While I do try to not speak for everyone with FTD, sometimes it is difficult not to. Yes, no two cases of FTD display the same exact symptoms and the disease progresses differently in each person with the disease. One person can need to use a walker or be in a wheelchair to be able to move from one place to the next. The next person can take long walks or even jog with no assistance. One FTD'er discovers hidden or new artistic talents but the next loses artistic abilities they had before they were destroyed the disease. Some can still hear well, the brains of others do not allow them to hear, or they hear the sounds but the brain can no longer interpret the sounds into words. Absolutely everything a human being can do is controlled by the brain.

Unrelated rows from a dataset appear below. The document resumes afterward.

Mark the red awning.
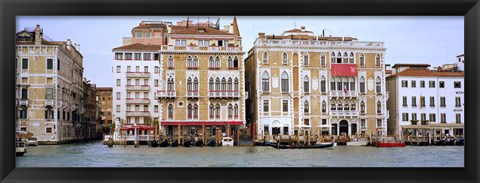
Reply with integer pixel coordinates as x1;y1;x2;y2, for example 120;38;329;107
160;121;243;126
331;64;357;76
120;125;155;130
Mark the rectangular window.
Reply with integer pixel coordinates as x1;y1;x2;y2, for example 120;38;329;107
453;81;462;88
22;58;28;69
47;58;53;69
263;100;269;112
143;53;152;60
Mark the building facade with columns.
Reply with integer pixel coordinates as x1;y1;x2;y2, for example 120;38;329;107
245;26;388;139
156;18;247;140
16;25;87;144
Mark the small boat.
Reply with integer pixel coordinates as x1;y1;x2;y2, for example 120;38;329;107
222;137;233;146
194;140;203;147
268;142;336;149
183;140;192;147
170;140;178;147
347;139;368;146
160;139;169;147
455;139;465;146
27;137;38;146
207;139;217;146
15;140;27;156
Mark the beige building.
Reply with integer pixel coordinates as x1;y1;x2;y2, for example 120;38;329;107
16;25;86;144
245;26;388;139
156;18;247;142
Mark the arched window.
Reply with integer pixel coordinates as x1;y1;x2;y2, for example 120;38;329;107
168;104;173;119
187;56;193;68
215;78;220;92
227;56;233;68
360;76;365;93
375;77;382;94
228;104;233;118
320;53;326;66
193;104;198;118
210;104;215;118
233;78;240;92
303;101;310;114
360;53;365;67
375;54;380;67
322;100;327;112
233;104;238;118
233;56;238;68
303;75;310;93
215;56;220;68
227;78;233;92
208;56;215;67
360;101;365;114
330;52;335;64
222;78;227;92
330;77;335;91
282;71;290;92
215;104;220;118
348;52;355;64
193;77;198;91
262;52;268;64
208;78;215;91
187;78;192;91
262;71;270;92
303;53;310;66
193;56;198;68
377;101;382;114
320;76;327;93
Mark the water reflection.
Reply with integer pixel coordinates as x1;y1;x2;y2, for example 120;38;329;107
16;141;464;167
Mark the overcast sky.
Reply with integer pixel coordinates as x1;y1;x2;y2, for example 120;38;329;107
16;16;464;86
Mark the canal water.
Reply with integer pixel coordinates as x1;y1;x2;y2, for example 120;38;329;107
16;141;464;167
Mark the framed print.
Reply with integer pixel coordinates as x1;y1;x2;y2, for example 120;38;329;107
0;0;480;182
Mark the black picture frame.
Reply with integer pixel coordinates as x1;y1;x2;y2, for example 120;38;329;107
0;0;480;183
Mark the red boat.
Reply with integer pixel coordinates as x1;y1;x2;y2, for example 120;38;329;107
376;137;405;147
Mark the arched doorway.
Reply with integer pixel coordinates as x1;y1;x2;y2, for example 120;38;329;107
339;120;348;135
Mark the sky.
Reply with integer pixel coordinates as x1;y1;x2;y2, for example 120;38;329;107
16;16;464;87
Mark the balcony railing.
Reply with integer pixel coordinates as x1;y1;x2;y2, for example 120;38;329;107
127;85;150;90
127;72;150;78
45;99;53;106
127;111;150;117
157;90;177;98
330;91;358;97
127;98;150;104
208;91;240;98
187;90;200;97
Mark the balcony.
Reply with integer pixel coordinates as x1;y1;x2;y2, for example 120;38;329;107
127;72;150;78
127;98;150;104
127;111;150;117
19;99;28;106
45;99;53;107
187;90;200;98
157;90;177;98
330;91;358;97
126;85;150;90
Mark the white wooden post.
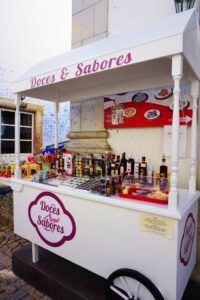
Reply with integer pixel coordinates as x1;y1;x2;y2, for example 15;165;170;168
32;243;39;263
189;80;199;193
54;101;59;149
15;94;22;179
168;54;183;210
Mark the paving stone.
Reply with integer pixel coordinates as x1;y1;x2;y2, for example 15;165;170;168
0;232;6;243
0;292;12;300
23;295;36;300
0;195;50;300
13;288;28;300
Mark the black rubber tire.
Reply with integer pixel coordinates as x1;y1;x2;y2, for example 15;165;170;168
106;269;164;300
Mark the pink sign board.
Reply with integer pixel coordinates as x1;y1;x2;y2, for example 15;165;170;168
28;192;76;247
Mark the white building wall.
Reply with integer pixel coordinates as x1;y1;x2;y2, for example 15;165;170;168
108;0;175;35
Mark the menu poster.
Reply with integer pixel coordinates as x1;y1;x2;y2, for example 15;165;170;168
104;84;192;128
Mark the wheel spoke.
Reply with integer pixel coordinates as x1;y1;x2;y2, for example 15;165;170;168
110;285;129;300
120;276;132;298
133;281;141;300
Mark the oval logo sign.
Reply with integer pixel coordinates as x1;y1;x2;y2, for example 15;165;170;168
180;213;195;266
28;192;76;247
132;93;149;103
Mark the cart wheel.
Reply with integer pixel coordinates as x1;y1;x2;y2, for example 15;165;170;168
106;269;164;300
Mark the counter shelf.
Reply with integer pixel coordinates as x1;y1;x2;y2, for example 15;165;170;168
9;9;200;300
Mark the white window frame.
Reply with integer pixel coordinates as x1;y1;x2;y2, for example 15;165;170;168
0;108;34;156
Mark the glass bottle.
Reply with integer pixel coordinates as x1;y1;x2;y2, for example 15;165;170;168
126;154;134;175
120;152;127;175
160;155;168;178
139;156;147;177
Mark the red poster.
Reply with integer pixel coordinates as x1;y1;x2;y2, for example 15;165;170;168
104;85;192;128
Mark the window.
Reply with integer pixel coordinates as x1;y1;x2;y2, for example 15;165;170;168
0;109;33;154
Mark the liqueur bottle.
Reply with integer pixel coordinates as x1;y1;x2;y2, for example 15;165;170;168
147;164;154;186
105;153;111;176
120;152;127;175
110;154;116;176
115;155;120;175
117;175;122;193
126;154;134;175
160;155;168;178
105;178;111;197
139;156;147;177
133;158;140;178
89;155;94;177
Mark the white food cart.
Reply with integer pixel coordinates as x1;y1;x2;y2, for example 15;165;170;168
2;10;200;300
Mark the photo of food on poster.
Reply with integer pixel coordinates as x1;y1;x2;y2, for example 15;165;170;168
104;84;192;128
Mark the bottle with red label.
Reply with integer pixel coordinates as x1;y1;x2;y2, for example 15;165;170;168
139;156;147;177
120;152;127;175
126;154;134;175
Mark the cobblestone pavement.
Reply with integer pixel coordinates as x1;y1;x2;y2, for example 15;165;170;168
0;193;51;300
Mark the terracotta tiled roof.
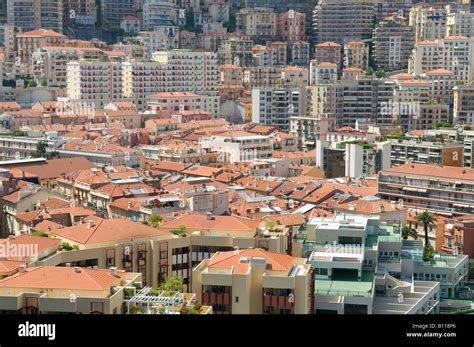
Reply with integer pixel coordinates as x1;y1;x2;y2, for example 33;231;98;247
50;216;172;244
0;266;124;291
382;163;474;180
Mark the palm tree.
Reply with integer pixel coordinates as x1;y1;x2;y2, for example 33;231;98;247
415;211;436;249
148;214;163;228
265;219;278;231
402;225;418;240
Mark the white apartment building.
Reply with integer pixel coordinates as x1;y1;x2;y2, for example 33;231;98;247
199;132;273;163
33;46;104;87
441;36;474;83
446;11;474;36
141;25;179;58
143;0;179;31
153;50;220;115
122;60;167;111
409;36;474;83
309;60;337;86
252;88;304;130
66;60;123;108
293;214;440;314
345;141;391;178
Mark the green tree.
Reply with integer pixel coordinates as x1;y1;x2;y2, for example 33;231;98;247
375;70;385;78
26;80;37;88
32;140;48;158
171;225;187;235
415;211;436;256
148;214;163;228
265;219;278;231
31;140;59;159
402;225;418;240
158;276;184;292
423;245;435;261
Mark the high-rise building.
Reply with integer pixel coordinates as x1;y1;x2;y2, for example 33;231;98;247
313;0;375;44
7;0;64;33
143;0;179;31
236;7;277;42
153;50;220;115
453;84;474;124
343;41;369;70
372;15;415;71
101;0;135;30
252;88;303;130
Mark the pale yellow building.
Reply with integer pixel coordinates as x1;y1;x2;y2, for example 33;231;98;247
193;249;314;314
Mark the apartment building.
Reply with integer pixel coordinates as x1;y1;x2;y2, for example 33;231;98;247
446;11;474;37
217;36;256;67
290;41;310;66
391;140;463;167
343;41;369;70
236;7;277;42
293;214;440;314
309;60;338;86
388;80;432;131
6;0;64;33
140;25;179;58
337;78;396;127
441;36;474;84
252;45;277;67
281;66;309;88
409;4;449;43
341;141;391;178
314;42;342;68
408;41;443;76
276;10;306;45
267;41;288;65
420;69;456;106
219;64;244;86
453;83;474;124
38;213;288;290
33;46;104;88
0;135;67;160
252;88;304;130
313;0;375;44
143;0;179;31
372;15;415;71
66;60;123;108
0;265;141;314
153;50;220;115
17;29;66;64
193;249;314;314
378;163;474;216
244;67;283;89
100;0;135;30
121;60;167;111
199;132;273;163
146;92;204;115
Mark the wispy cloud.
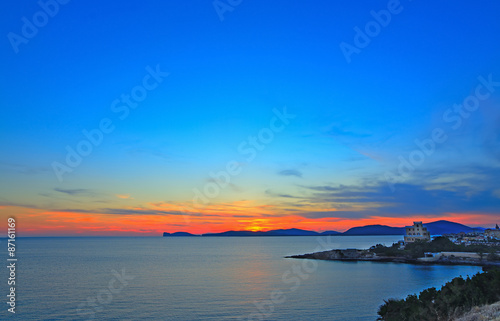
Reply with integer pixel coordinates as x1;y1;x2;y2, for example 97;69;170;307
115;194;134;200
278;169;302;178
54;187;98;197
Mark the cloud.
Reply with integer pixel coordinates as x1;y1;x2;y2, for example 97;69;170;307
0;161;50;175
115;194;134;200
278;169;302;178
294;174;500;218
264;189;299;198
54;187;97;197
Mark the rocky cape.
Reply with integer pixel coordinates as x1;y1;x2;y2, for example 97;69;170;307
163;220;484;236
285;249;500;266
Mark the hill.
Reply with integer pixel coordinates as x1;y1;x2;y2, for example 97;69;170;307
342;225;405;235
163;232;199;236
424;220;479;235
163;220;484;236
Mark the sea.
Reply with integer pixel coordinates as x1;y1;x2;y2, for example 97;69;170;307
0;236;481;321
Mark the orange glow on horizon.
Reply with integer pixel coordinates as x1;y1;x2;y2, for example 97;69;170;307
0;202;495;236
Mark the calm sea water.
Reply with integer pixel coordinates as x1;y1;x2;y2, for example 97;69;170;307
0;236;481;320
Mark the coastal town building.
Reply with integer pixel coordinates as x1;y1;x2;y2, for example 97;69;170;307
484;224;500;239
404;222;431;243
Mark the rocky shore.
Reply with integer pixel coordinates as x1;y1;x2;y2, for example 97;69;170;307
285;249;500;266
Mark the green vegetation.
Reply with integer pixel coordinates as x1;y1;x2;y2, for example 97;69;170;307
377;269;500;321
370;236;500;261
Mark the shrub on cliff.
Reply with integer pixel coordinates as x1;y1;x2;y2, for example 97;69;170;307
377;269;500;321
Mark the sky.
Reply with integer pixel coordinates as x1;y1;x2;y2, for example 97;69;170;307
0;0;500;236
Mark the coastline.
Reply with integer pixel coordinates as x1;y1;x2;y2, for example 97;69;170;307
285;249;500;267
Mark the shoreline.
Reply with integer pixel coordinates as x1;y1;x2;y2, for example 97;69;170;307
284;249;500;267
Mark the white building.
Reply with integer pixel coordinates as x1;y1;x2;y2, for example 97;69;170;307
405;222;431;243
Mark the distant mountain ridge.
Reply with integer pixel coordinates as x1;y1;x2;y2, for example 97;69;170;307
163;220;484;236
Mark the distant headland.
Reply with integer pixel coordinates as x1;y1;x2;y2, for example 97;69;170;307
163;220;485;237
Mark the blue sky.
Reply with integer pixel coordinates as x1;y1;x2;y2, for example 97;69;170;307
0;0;500;233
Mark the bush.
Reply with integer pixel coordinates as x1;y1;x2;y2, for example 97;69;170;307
377;269;500;321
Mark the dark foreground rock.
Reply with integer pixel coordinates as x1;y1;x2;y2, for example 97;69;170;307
285;249;500;266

A good example is the hearing. A person with FTD can score perfectly in a hearing test conducted with just the beeps because our ears can hear fine. I explain it as "My ears can hear, but my brain can't." I become irate when someone says to me, "You just have to do it more often" or "You only have walking issues because you need to get out of your chair and walk more often." There are an endless examples.
I already know the limitations my disease has put on me, I don't need people telling me I just need to pay attention. I do not need people accusing me of being stupid or lazy. I often feel that way on my own even though I know I am not, so please don't remind me.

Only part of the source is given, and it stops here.